The coffin was wet with the blood of the hero. Col Jamil was buried at a graveyard in Dhaka Cantonment on 16 August 1975 at 1 in the morning.
Jamil's soul will be in peace and I will also die in peace. My father was an honest officer. I'm proud that my father sacrificed his life for such a great leader.
Tehmina Enayet, Colonel Jamil's eldest daughter
Such a tragedy is rare in history. Perhaps the Czar of Russia and his family were the only other example. The killers had a well honed blueprint and they executed it to perfection. Suddenly, Jamil became an unexpected obstruction in their hell bound way. And they saw to it that he is removed forever. In the process they made him unforgettable, if not immortal.
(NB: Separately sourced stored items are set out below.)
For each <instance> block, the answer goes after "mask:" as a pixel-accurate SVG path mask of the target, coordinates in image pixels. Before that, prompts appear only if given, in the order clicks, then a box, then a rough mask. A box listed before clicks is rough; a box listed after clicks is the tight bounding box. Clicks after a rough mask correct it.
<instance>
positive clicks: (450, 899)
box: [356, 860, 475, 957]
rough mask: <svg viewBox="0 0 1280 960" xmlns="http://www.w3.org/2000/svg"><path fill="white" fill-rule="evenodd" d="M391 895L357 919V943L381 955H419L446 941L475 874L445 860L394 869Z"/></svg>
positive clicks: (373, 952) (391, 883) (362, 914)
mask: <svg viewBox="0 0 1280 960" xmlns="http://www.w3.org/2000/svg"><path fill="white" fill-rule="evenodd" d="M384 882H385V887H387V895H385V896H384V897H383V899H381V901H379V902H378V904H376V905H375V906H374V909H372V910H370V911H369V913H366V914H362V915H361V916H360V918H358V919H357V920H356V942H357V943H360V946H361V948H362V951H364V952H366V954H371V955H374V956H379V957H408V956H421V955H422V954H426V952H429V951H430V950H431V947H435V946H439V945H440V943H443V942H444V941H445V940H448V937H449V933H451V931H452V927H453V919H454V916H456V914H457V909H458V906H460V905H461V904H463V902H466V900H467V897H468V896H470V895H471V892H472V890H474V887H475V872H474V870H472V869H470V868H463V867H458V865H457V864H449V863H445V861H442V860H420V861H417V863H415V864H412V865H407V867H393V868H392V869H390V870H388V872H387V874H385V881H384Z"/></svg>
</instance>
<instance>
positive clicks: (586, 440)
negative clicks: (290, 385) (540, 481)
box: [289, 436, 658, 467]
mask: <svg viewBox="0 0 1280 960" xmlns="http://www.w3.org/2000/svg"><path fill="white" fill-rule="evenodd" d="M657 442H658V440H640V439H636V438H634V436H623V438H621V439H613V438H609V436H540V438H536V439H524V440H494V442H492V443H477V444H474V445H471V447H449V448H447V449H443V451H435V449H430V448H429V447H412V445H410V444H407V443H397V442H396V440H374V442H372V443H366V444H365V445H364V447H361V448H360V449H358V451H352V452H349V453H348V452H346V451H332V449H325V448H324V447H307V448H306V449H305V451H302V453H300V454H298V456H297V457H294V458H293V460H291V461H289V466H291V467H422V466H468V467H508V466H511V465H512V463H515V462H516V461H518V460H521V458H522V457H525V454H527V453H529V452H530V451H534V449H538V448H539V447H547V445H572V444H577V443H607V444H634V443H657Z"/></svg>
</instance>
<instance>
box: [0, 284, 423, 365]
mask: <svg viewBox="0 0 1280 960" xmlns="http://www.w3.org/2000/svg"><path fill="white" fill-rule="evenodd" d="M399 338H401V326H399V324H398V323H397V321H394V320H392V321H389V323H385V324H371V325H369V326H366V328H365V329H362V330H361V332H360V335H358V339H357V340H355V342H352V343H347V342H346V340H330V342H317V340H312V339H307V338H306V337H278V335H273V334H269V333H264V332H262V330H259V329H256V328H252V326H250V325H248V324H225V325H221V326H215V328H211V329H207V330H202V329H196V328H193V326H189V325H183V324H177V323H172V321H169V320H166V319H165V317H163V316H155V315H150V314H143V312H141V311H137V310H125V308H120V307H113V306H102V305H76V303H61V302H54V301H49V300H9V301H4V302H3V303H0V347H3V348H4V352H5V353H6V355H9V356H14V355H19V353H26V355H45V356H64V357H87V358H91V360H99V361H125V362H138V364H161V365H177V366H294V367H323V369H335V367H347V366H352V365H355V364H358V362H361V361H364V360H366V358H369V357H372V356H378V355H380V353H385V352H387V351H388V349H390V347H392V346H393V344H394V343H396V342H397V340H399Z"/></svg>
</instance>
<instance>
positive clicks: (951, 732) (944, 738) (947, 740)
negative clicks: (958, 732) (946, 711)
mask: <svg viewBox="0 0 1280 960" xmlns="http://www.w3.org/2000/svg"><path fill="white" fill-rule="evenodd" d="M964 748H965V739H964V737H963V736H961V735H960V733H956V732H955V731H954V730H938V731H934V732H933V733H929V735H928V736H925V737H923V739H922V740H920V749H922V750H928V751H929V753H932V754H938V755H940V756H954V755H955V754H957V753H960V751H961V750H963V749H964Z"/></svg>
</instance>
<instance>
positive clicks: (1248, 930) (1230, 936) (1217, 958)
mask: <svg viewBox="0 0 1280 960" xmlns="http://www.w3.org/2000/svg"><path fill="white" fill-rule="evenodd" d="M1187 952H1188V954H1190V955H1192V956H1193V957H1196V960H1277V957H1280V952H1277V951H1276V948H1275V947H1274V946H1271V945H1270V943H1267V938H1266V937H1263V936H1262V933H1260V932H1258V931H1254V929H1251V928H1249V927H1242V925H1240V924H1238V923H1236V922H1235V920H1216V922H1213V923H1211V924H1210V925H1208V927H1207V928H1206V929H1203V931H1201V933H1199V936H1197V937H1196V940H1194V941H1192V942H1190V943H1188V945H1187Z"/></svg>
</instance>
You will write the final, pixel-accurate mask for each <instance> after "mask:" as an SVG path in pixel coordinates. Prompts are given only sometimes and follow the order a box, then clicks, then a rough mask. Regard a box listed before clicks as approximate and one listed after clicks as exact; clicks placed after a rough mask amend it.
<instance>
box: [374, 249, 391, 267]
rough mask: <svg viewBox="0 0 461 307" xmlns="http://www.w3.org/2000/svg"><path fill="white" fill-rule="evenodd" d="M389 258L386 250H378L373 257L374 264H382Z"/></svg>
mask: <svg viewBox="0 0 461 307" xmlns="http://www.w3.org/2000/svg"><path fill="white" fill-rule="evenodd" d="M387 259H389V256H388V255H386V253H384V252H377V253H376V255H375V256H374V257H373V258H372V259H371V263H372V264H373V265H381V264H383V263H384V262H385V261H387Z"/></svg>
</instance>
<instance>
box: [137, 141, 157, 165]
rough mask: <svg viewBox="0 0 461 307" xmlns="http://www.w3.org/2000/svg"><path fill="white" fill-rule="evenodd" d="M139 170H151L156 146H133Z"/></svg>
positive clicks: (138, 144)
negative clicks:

In history he will remain as a super example of loyalty, duty and courage. As one privileged to know and work with him I will always think of him as the best of human beings. He remains unforgettable and unconquered. May his soul rest in eternal peace. May there never be another 15th of August ever.
Syed Abdus Samad,
Wife refuses to leave Bangladesh
After Col. Jamil's death the Swedish government wanted to give the Jamil family political asylum but Anjuman refused.
Jamil is lying here, I won't go anywhere else, leaving him alone.
Anjuman reluctant to leave the Motherland for which her husband gave up his life
On the 40th day of Col. Jamil's murder, Anjuman realised that she was expecting their fourth child. The baby, a girl, was named ‘Karishma’ meaning miracle.
Karishma Jamil, slain Col Jamil's fourth daughter, has never seen her father.